I've tired different cables, different inputs on the TV, I've updated my firmware to the most recent release for the TV and nothing seems to work. Any help would be greatly appreciated!


----------



## JimE (Apr 16, 2009)

Have you tried connecting an input to the AVR and see if it connects properly to the TV? An external device may be all that it needs to sync properly.

Otherwise contact Denon. You've done all the basic troubleshooting that you can do. Not all devices work/work well together, but this has been continually getting better. I'd suspect some sort of conflict between the AVR and TV.


----------



## Chrome_Locust1 (Jul 31, 2015)

Got a hold of Denon. It was the most simple solution and I'm really still not sure why it worked. Unplugged both devices, plugged both back in. Turned TV on fist and then receiver. For some reason everything works fine now. I would have thought the several on and off cycles and the firmware update would have taken care of it, but apparently not.


----------



## Chrome_Locust1 (Jul 31, 2015)

I do have a new problem now however. When listening to music (or anything else for that matter) I get no output from the sub while using the computer. I can go to the speaker configurator and the sub will output if I click on it to produce a test tone, but not any other way. Any ideas? 

I have it configured for 7.1 in windows. All speakers respond appropriately when cycling through the test tones in Windows, but not when regular music is played.


----------



## Chrome_Locust1 (Jul 31, 2015)

Have tried changing windows to stereo mode. The receiver changes from 7.1 to stereo. I change it back to 7.1 in windows and the receiver confirms that I have switched to a 7.1 input at 192kHz, but still wont use the sub with the exception of the test tone.


----------



## JimE (Apr 16, 2009)

As you are using a digital connection, each channel is treated seperately. So for 7.1, there are 8 output audio streams.

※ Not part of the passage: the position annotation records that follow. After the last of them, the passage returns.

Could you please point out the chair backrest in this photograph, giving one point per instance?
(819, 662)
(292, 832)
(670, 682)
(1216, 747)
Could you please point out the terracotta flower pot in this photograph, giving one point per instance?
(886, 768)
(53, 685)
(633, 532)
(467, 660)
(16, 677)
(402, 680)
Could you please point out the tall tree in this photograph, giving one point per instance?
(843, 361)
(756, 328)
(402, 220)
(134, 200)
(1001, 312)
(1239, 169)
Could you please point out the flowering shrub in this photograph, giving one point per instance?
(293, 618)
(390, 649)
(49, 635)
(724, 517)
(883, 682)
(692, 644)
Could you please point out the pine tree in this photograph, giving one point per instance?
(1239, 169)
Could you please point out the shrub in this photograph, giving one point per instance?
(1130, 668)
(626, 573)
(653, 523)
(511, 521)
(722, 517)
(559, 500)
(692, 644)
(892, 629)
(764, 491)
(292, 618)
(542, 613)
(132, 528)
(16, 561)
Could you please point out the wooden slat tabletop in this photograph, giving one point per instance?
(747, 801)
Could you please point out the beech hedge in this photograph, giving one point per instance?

Stereo audio is 2 channels (front left and right). There is no sub channel. It would be a function of the AVR to use the sub but filtering bass from the stereo input. You may be able to change the audio mode to get the AVR to use the sub, but possibly not. This is because with digital inputs, the AVR is maintaining the audio as it is input.


----------



## Chrome_Locust1 (Jul 31, 2015)

Is there any way to force it to do so? With my previous 7.1 Onkyo receiver and using om optical connection it worked automatically. Just very frustrating that I basically can't listen to music now with my main source of music.


----------



## JimE (Apr 16, 2009)

I've not used that Denon, so I'm not sure. Were you using HDMI with the old AVR?

For optical or coaxial digital, it is likely possible. With HDMI things get difficult. HDMI is first and foremost a home video connection type.

Try changing the PC config to stereo. Otherwise, you will likely need to find something in the Denon config.


----------